"Take a sup of punch now, Miss Tierney; shure you're fainting away entirely for the want of a dhrop." The lady addressed was wiping, with the tail of her gown, a face which showed the labour that had been necessary to perform the feat of dancing down the whole company to the tune of the "wind that shakes the barley," and was now leaning against the wall, whilst her last partner was offering her punch made on the half and half system: "Take a sup, Miss Tierney, then; shure you're wanting it."

"Thank ye, Mr. Kelly, but I am afther taking a little jist now, and the head's not sthrong with me afther dancing;" she took the tumbler, however. "Faix, Mr. Kelly, but it's yourself can make a tumbler of punch with any man."

"'Deed then there's no sperrits in it at all—only a thrifle to take the wakeness off the water.
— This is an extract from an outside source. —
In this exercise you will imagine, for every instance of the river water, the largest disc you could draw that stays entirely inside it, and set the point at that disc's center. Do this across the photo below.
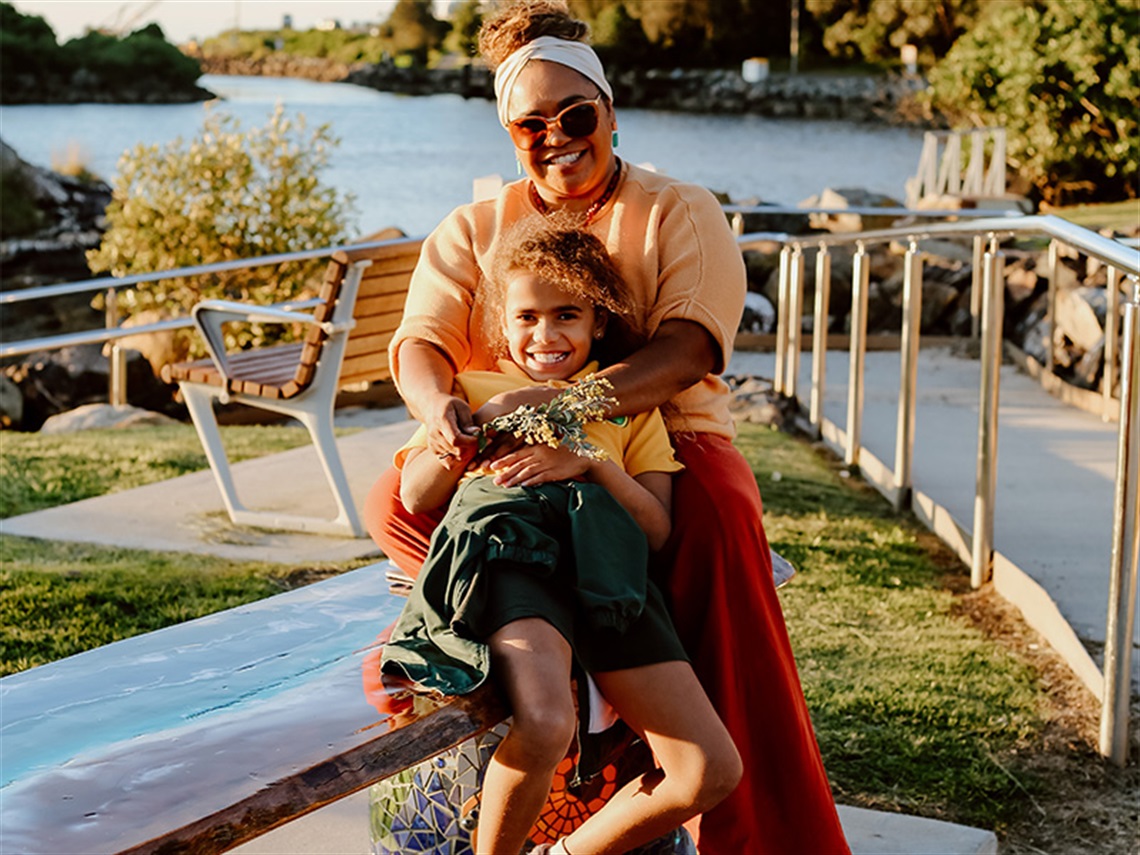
(410, 160)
Come, Miss Tierney, you didn't take what'd baptize a babby."

"It'd be a big babby then; one like yerself may be."

"Here's long life to the first you have yerself, any way, Miss Tierney!" and he finished the glass, of which the blushing beauty had drunk half. "Might a boy make a guess who'd be the father of it?"
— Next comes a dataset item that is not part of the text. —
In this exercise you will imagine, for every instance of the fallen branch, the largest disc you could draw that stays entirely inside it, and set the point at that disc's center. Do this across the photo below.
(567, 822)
"Go asy now, masther Morty,"—the swain rejoiced in the name of Mortimer Kelley. "It'll be some quiet, dacent fellow, that an't given to chaffing nor too fond of sperrits."
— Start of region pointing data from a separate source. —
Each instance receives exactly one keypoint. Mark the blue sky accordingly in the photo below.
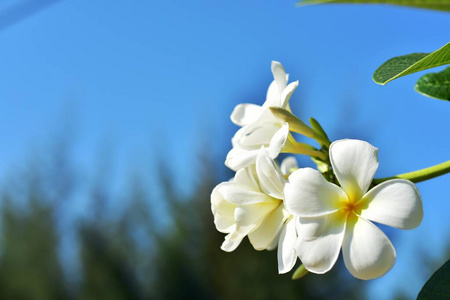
(158, 76)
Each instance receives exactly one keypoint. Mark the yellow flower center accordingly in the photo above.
(351, 206)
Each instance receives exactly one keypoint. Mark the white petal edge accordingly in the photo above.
(238, 195)
(396, 203)
(271, 179)
(308, 194)
(286, 247)
(222, 210)
(232, 241)
(262, 237)
(278, 141)
(354, 163)
(245, 114)
(288, 164)
(287, 93)
(320, 254)
(238, 158)
(367, 251)
(279, 75)
(248, 215)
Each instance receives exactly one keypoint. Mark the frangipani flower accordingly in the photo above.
(333, 217)
(259, 125)
(252, 204)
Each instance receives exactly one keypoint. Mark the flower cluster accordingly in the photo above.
(305, 213)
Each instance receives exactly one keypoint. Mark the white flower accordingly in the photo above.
(252, 204)
(333, 217)
(259, 125)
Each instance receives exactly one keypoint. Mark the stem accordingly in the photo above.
(421, 175)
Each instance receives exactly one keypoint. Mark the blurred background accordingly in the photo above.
(114, 118)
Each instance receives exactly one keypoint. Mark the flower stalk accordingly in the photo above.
(420, 175)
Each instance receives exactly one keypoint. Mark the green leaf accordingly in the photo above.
(438, 286)
(407, 64)
(435, 85)
(429, 4)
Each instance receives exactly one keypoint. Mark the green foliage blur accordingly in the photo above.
(128, 254)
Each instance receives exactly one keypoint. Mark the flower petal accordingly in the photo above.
(223, 211)
(278, 140)
(286, 250)
(354, 163)
(279, 74)
(396, 203)
(232, 241)
(255, 135)
(246, 215)
(307, 194)
(288, 164)
(367, 251)
(287, 93)
(262, 237)
(273, 96)
(245, 114)
(270, 178)
(238, 158)
(238, 195)
(246, 178)
(320, 254)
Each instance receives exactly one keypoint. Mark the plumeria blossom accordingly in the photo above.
(333, 217)
(259, 125)
(251, 204)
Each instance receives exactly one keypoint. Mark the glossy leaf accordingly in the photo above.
(407, 64)
(429, 4)
(435, 85)
(438, 286)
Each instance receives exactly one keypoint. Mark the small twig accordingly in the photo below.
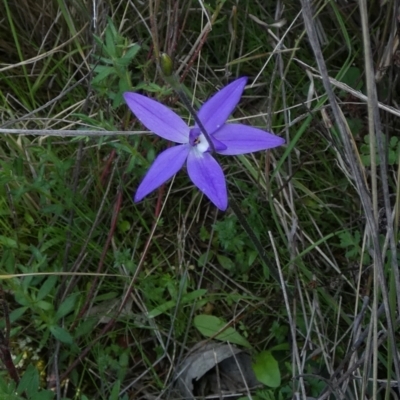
(5, 353)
"By dad, my darling, and an't that me to a hair's breadth?"

"Is it you a dacent, asy boy?"

"Shure if it an't me, where's sich a one in the counthry at all? And it's I'd be fond of the child—and the child's mother more especial," and he gave her a loving squeeze, which in a less energetic society might have formed good ground for an action for violent assault.

"Ah don't! Go asy I tell you, Morty. But come, an't you going to dance instead of wasting your time here all night?" and the pair, re-invigorated by their intellectual and animal refreshment, again commenced their dancing.